Section 9. Alternative Work Schedules

(1) All currently approved alternative work schedules which are in effect at the time this agreement is approved will remain in effect during the life of this agreement unless the Employer obtains approval to discontinue them as provided in section g, below. In work areas that do not have any current alternative work schedule approved at this time, nothing will preclude the Parties from voluntarily agreeing to implement coverage under a compressed work schedule program.

(2) Flexitime programs are not in effect. However, nothing would preclude the Parties from agreeing to implement a Flexitime Program on a trial basis. It is agreed and understood that employees who are on any compressed work schedule may not also be on a flexitime schedule.

We agree to either eliminate the current credit hours section (h) or to leave it in.

Section 10. Telecommuting

The parties agree that a telecommuting program for bargaining unit employees will be implemented to conform with the new law relating to this and that such program will be in accordance with agency implementing directives. The parties will meet promptly to discuss this issue when implementing instructions are made available.

Its proposal would permit the parties to negotiate over AWS for individual departments only if they jointly agree to such negotiations. Thus, it would avoid continual requests for negotiations over AWS, which could occur under the Union’s proposal. Even though the Union’s proposal states that it will limit itself to three Panel submissions during the life of the contract, the proposal does not restrict the frequency with which the Union could negotiate AWS for individual employees or departments before coming to the Panel. By contrast, the Employer’s proposal would ensure "repose" from continual bargaining. This is consistent with the Supreme Court’s decision in National Federation of Federal Employees v. Department of the Interior, 526 U.S. 86 (1999), which stated that under the covered-by doctrine, employers have no obligation to engage in "issue-by-issue midterm bargaining." Still, the Union would be able to negotiate AWS after 18 months under the parties’ reopener provision, or during the next contract term. This is reasonable because the Union had the opportunity to negotiate AWS during term negotiations, but did not do so. Additionally, in contrast to the Union’s proposal, which lists flexiplace as a form of AWS, the Employer’s lists it separately, and thereby eliminates the possibility of "imply[ing] that the unique rules regarding AWS such as the ‘adverse impact’ and special review by the Panel would also apply to telecommuting issues."

    b. Union’s Position

    The following wording is proposed by the Union:

c. Establishing AWS:

Whereas the establishment of flexible or compressed work schedules are fully negotiable matters, the parties resolve to negotiate implementation of new AWS programs on request of either party during the life of the agreement. Where the Agency asserts that a particular flexible or compressed schedule would have an adverse agency impact and the Union challenges the Agency’s adverse impact assertion, and the matter is not resolved through negotiations, either party may bring the dispute to the Federal Service Impasses Panel (‘Panel’) for ultimate determination as to whether the subject schedule would create an adverse agency impact. The parties agree that the Union will present only [three] AWS impasses to the Panel during the life of the agreement[.]

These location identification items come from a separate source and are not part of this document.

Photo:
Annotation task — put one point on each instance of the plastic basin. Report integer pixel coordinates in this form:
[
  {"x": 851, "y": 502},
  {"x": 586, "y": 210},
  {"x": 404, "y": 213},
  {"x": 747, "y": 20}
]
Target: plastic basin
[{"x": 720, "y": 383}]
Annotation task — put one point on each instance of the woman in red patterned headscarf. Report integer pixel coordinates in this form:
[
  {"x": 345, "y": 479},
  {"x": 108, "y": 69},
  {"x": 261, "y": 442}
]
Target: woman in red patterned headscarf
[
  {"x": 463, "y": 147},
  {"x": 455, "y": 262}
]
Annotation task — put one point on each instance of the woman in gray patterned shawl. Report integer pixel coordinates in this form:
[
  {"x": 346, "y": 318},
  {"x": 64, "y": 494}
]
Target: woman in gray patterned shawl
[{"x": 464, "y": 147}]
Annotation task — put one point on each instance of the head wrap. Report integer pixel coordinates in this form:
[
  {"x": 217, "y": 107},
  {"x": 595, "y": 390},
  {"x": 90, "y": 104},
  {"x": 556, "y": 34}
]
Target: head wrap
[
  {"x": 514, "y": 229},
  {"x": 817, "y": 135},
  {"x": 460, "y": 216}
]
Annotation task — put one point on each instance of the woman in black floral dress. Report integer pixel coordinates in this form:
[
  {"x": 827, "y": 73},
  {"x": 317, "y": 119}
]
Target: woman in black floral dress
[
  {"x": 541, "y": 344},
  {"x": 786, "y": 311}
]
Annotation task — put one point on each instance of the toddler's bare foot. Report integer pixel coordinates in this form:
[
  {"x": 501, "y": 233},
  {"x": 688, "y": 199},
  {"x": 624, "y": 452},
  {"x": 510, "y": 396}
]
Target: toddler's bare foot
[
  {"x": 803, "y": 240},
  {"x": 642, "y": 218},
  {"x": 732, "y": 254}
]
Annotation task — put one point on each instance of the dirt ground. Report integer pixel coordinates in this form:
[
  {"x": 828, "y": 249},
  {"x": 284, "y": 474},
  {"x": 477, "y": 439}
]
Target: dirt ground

d. AWS, as used herein, includes but is not limited to the following options:

(1) Compressed Work Schedules:

a. 4-day, 10-hour workweek.

b. 5/4/9 compressed plan, wherein an employee will work [8] 9-hour days and one 8-hour day, for a total of 80 hours in a bi-weekly pay period.

(2) Flexible Work Schedules. The Parties will establish Flexible hours--surrounding core hours in accordance with law and regulation.